The presence of perianal fistula(s) was often described as adding a layer of complexity to managing and living with Crohn’s disease. The social and work-related concerns arising from having a fistula were revealed in participants’ descriptions of the effects on employment and finances, independence, social interactions, relationships, and development of coping strategies to deal with these.

Participants described having to take time off work/education usually due to fistula-related surgery, treatment or flare. Whilst participants struggled to quantify the losses, most spoke of a sense of loss of work options or potential, and concerns about job stability:

I’ve been off sick since February 2015. 'For the last few years prior to that, the holidays when you get four, five weeks’ holiday in a year, I was taking them in a sense as sick days, because I didn’t want to lose my job because I’m scared of who’s going to employ me with my sick record (P11).

Participants felt they had restricted options for the types of jobs they could manage, for example needing to avoid those involving prolonged sitting (or jobs involving driving). Some participants changed their occupation to avoid exacerbating fistula pain and discomfort, Similarly, younger patients reported problems with prolonged sitting in school:

It was just totally impossible for me to, to be able to sit for three hours to do an exam, so, I remember doing the exams while I was kneeling (P1).

There were also reports of workplace modifications, such as adjusted seating to suit a participant’s specific needs. For those participants who were working, many felt supported by their workplace:

I ended up missing quite a lot of work with the abscess and the fistula combined… I was so lucky, I had a very, very understanding boss, who was just brilliant … (P10).

Managing the fistula had financial implications, not least due to the increased use of pads, gauze, and underwear to maintain cleanliness:

It’s unbelievable. I’ve probably got through a box; how many boxes a week? Three, four boxes a week of pads. I’m constantly buying them (P12).

Participants also described loss of earnings related to the fistula due to the inability to work, or perceived reduction in career potential due to needing substantial time off work. Some participants also reported an increased dependency on friends and family for financial support as well as practical support which in some case led to a sense of loss of independence:

I haven’t had any salary since January. And so, I quite rely on family to get me by, and also, my partner’s income. It’s also affected, affecting even looking forwards around the type of job that I get, because I’m wary of getting a full-time job [in case I] fall back into this like boom and bust way of managing my healthcare (P1).

The uncertainty of fistula-related exacerbations had no respect for important periods of participants working / education lives, or indeed other personal milestones. Participants’ sense of ‘self’, arising from being independent, in control, and having choices in life, was negatively affected during periods of exacerbation and rescue treatments. The fistula was understood as robbing them of potential or ability to fulfil their dreams:

[The fistula] has a mind of its own and I’m along for the ride (P2).

Living with a fistula reduced social opportunity and some participants described avoidance of social situations due to a need for ‘toilet-mapping’, which felt restrictive. The presence of discharging fistula(s) raised the constant need for access to a suitable toilet, causing participants to always frequently look for facilities in new environments. This sometimes restricted options for going out, with participants preferring venues where the toilet facilities were easily accessible and clean.

So, I wouldn’t go there if there’s no toilet (P2).

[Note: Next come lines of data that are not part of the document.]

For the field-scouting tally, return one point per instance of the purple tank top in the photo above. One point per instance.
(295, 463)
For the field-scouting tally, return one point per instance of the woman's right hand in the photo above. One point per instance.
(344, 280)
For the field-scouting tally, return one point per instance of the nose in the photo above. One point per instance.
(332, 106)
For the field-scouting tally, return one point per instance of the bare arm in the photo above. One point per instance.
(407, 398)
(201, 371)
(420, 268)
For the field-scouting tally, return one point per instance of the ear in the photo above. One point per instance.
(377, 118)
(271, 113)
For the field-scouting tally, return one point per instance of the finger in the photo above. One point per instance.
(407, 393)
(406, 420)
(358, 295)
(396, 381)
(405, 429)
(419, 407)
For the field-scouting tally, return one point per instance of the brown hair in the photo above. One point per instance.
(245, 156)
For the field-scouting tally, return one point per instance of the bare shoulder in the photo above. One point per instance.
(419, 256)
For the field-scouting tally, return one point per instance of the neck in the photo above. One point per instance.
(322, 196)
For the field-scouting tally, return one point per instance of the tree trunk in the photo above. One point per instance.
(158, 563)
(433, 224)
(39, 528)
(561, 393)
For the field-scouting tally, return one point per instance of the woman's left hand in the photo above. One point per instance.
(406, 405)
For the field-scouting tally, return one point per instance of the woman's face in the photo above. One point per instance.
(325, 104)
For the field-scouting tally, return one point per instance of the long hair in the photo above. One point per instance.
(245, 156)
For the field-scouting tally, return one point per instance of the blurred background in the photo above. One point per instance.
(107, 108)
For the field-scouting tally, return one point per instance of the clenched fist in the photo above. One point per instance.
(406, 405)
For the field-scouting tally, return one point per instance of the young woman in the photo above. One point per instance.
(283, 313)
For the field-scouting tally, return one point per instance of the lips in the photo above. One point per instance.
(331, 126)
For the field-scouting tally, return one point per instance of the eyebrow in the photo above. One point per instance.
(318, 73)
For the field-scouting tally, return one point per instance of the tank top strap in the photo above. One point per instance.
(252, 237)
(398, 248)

I still went out with, with my daughter, but we often just used to go to cafés or whatever, where I knew there was toilets (P7).

Participants who experienced frequent exacerbation of fistula symptoms tended to reduce social interactions to avoid either the physical requirements (e.g. frequent toilet use, prolonged sitting) or the degree of pre-planning that would precede being able to attend. Others cancelled plans due to low mood or fatigue and decreased desire for social engagements, and in some cases, due to concern about stigmatising attitudes from others. Participants sometimes selectively limited disclosure of their illness as an attempt to avoid potential stigma:

I don’t really go out. Since having perianal disease, your social life as a twenty-year-old completely disappears. You can’t do anything because no one understands. (P12).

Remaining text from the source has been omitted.